Jupyter notebooks and Python module to download/upload/synchronize metadata of Google BigQuery tables and corresponding Tags in Google Data Catalog on Google Cloud Platform (GCP)
Python repository to download and upload metadata (Data Catalog Tags, BigQuery table, field descriptions and schemas) from BigQuery tables and its attached tags in Data Catalog. It can also synchronize table descriptions and field descriptions of tables from within BigQuery and constructs tags in Data Catalog for this metadata.
The repository contains the python module 'bqdc.py' and as frontend 3 Jupyter '.ipynb' scripts. Follow the specific instructions to be found in the individual Jupyter notebooks.
-
'download.ipynb':
Use for downloading metadata from BigQuery and Data Catalog into an Excel .xlsx file, which is by default stored in a subfolder of this repository. Both the name of the folder and the Excel file are specified as the dataset ID string of the parent dataset of the downloaded tables in BigQuery.
-
'upload.ipynb':
Use for uploading metadata from an Excel .xlsx file (e.g. obtained from a previous download which has since then been updated) to BigQuery and Data Catalog. Both the name of the folder and the file must be specified as the dataset ID string of the parent dataset in BigQuery of the to be uploaded tables.
-
'synchronize.ipynb':
Use for synchronizing metadata between BigQuery and Data Catalog. If Data Catalog tags for tables exist that specify table and field descriptions but are not yet in BigQuery, these descriptions will be pushed to BigQuery. Contrary, when BigQuery table and field descriptions exist but no tag is in Data Catalog with this information, tags are created and attached to the table and/or its fields to specify this information too in Data Catalog.
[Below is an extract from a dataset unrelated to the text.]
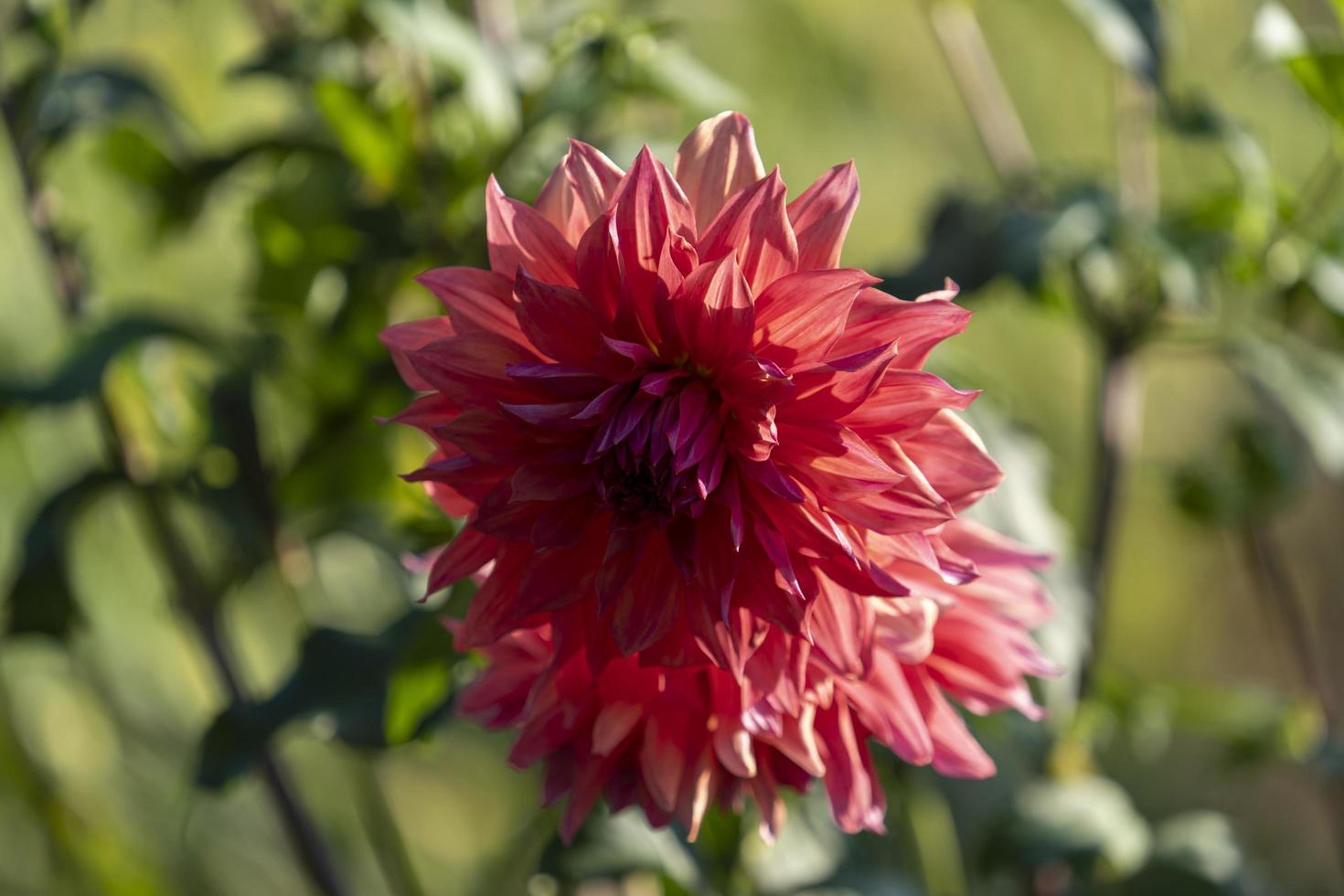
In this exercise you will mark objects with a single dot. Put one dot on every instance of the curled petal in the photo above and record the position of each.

The module can only be used when the following conditions are met:
- 2 tag templates in Data Catalog are required:
- A tag template that is used to attach tags directly to BigQuery tables, in the following referred to as table tag template
- A tag template that is used to attach tags to fields of BigQuery tables, in the following referred to as field tag template
- The table tag template is required to have an attribute with key name 'table_description', that is intended to store table descriptions similar to the attribute 'description' of the BigQuery 'Table' class
- The field tag template is required to have an attribute with key name 'field_description', that is intended to store field/column descriptions similar to the attribute 'description' of the BigQuery 'SchemaField' class
- Pull from GitHub
- In main folder, execute
pip3 install -r requirements.txt
(Recommended to do this within a Python Virtual Environment. The requirement.txt should work with a python 3.6.8+ version ) - Download for the correct service account the corresponding '.json' file containing the service account key and add it to the main folder of this repository
- If you need to use backup metadata to upload to BigQuery and Data Catalog add Excel '.xlsx' files containing the metadata to the 'backup_sheets' folder of this repository. For each dataset there must be a separate backup '.xlsx' file that must be copied in a subfolder of the folder 'backup_sheets'. Both the subfolder name and the '.xlsx' backup file name must specify the dataset ID of the BigQuery dataset of which metadata for tables shall be uploaded.
- Call
jupyter notebook
from a (Power)shell within the main folder of the repository and open one of the Jupyter scripts.